Lake Champlain is a natural freshwater lake in North America.
Lake Champlain is the eighth largest naturally occurring body of fresh water in the continental United States.
It has a surface area of 1,331 square kilometers (514 square miles).
The lake is roughly 201 kilometers (125 miles) long and 23 kilometers (14 miles) across at its widest point.
The lake’s average depth is 19.5 meters (64 feet), while the maximum depth is 122 meters (400 feet).
Volume of water within the lake is 25.8 cubic kilometers (6.2 cubic miles) or 25.8 trillion liters
(6.8 trillion gallons).
The surface of Lake Champlain is 29 to 30 meters (95 to 100) above sea level.
Lake Champlain has a retention time (the measurement of time that water spends in a particular lake)
of 3.3 years.
The lake is fed in Vermont by the LaPlatte, Lamoille, Missisquoi, Poultney, and Winooski rivers, along with Lewis Creek, Little Otter Creek, and Otter Creek. In New York, it is fed by the Ausable, Boquet, Great Chazy, La Chute, Little Ausable, Little Chazy, Salmon, and Saranac rivers, along with Putnam Creek.

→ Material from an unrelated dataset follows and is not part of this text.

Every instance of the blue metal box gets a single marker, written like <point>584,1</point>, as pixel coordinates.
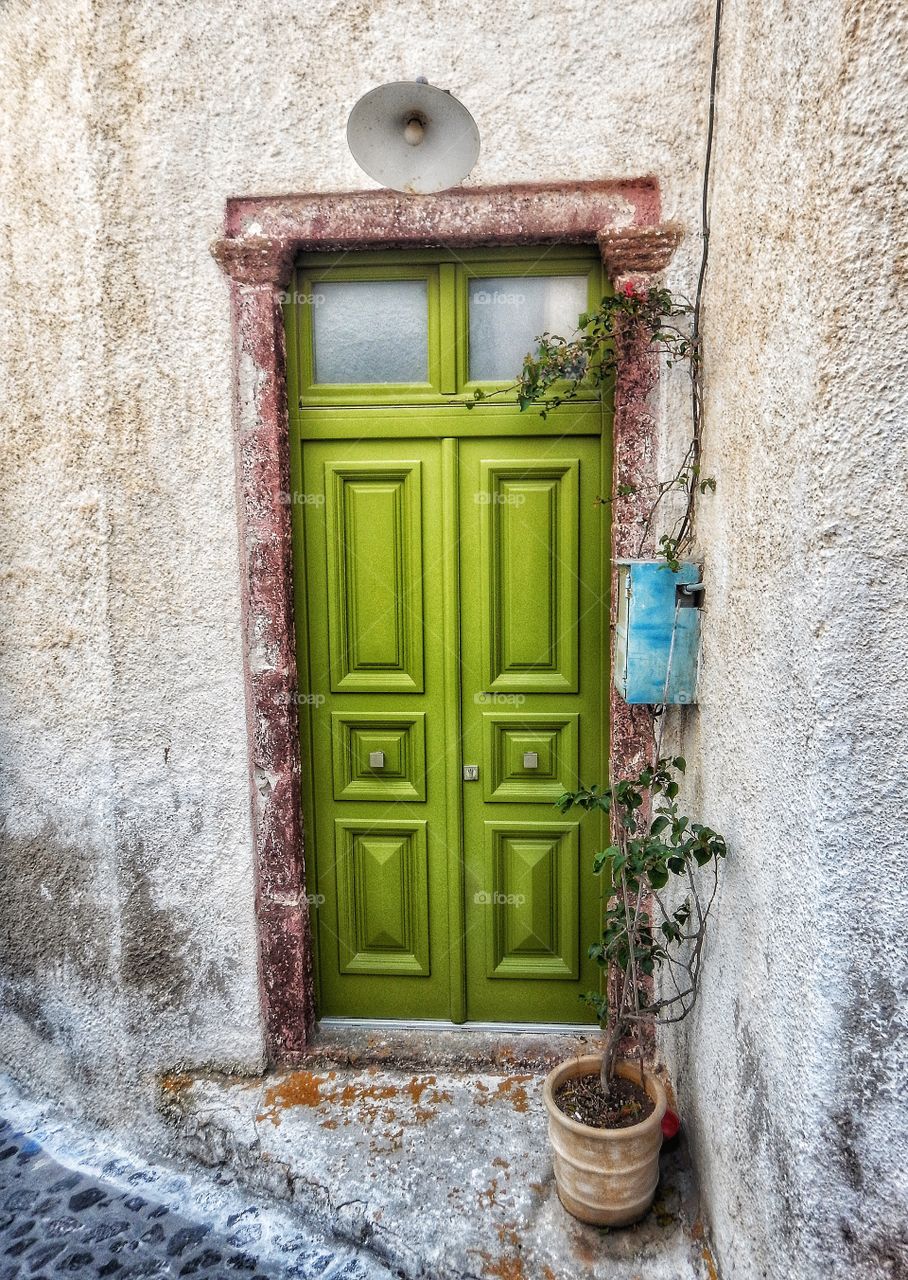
<point>656,624</point>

In Quebec, it is fed by the Pike River.
The lake has 945 kilometers (587 miles) of shoreline.
There are about 54 public or commercial beaches and 10 private beaches on the Lake’s shores. Nearly one million people use the beaches annually. Most beaches are found along the central and northern portion of the Lake, which has clearer water and many sand or shale beaches.
Lake Champlain is home to over 80 islands. Some of these islands are no more than a large rock jutting from the lake; others are large enough to support entire towns. There are privately owned islands with seasonal residences, publicly owned islands that are nature preserves and year-round communities of ‘Islanders’.

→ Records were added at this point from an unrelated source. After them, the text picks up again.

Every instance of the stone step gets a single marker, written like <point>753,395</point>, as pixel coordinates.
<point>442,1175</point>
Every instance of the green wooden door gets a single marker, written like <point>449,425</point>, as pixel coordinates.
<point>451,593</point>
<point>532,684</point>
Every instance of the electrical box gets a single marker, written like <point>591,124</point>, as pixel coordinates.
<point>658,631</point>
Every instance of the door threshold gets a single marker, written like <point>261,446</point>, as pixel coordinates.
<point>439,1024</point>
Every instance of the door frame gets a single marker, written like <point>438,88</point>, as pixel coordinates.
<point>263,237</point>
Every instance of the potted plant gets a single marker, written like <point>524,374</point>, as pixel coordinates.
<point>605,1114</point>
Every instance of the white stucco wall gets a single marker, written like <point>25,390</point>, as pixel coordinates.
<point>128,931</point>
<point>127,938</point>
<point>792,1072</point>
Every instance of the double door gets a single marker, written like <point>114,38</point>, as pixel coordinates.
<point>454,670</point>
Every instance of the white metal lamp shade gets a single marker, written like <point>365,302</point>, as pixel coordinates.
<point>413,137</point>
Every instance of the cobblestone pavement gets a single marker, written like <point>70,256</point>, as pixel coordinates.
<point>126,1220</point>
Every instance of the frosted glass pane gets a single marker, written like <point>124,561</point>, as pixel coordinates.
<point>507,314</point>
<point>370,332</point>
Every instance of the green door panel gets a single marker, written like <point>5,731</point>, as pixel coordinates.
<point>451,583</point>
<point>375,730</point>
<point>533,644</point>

Grand Isle, also known as South Hero Island, is the largest island in Lake Champlain. It has a land area of 82 square kilometers (31.6 square miles). The island comprises the two towns of Grand Isle and South Hero, Vermont.
Bluff Point Lighthouse, on Valcour Island near the New York shore, was built in 1871; it was manned by a full-time lightkeeper until 1930, making it one of the last lighthouses to be manned on the Lake. It
is now a museum and part of Adirondack State Park.

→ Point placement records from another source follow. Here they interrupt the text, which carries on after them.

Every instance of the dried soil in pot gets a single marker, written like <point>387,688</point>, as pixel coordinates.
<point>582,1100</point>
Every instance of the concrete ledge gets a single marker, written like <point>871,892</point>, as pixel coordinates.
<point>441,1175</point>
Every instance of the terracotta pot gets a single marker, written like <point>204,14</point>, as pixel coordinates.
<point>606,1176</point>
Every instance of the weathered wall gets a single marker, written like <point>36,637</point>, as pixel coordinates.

There are a number of parks in the Lake Champlain region including Point Au Roche State Park, the
Cumberland Bay State Park, Sand Bar State Park, Grand Isle State Park, and Button Bay State Park.
A link in the international waterway between New York City’s harbour and the Saint Lawrence, Lake Champlain is extensively used for commercial and pleasure-boat navigation.
The most important ports are ports are Burlington, Vermont; Port Henry, New York; and Plattsburgh, New York. Today, they are primarily used by small craft, ferries, and lake cruise ships, they were of substantial commercial and military importance in the 18th and 19th centuries.
Burlington, Vermont [photo below] (pop. 42,452, 2015 Census) is the largest city on the lake. The 2nd and 3rd most populated cities/towns are Plattsburgh, New York, and Colchester, Vermont, respectively. The fourth-largest community is the city of South Burlington.
Lake Champlain provides drinking water for over 250,000 people.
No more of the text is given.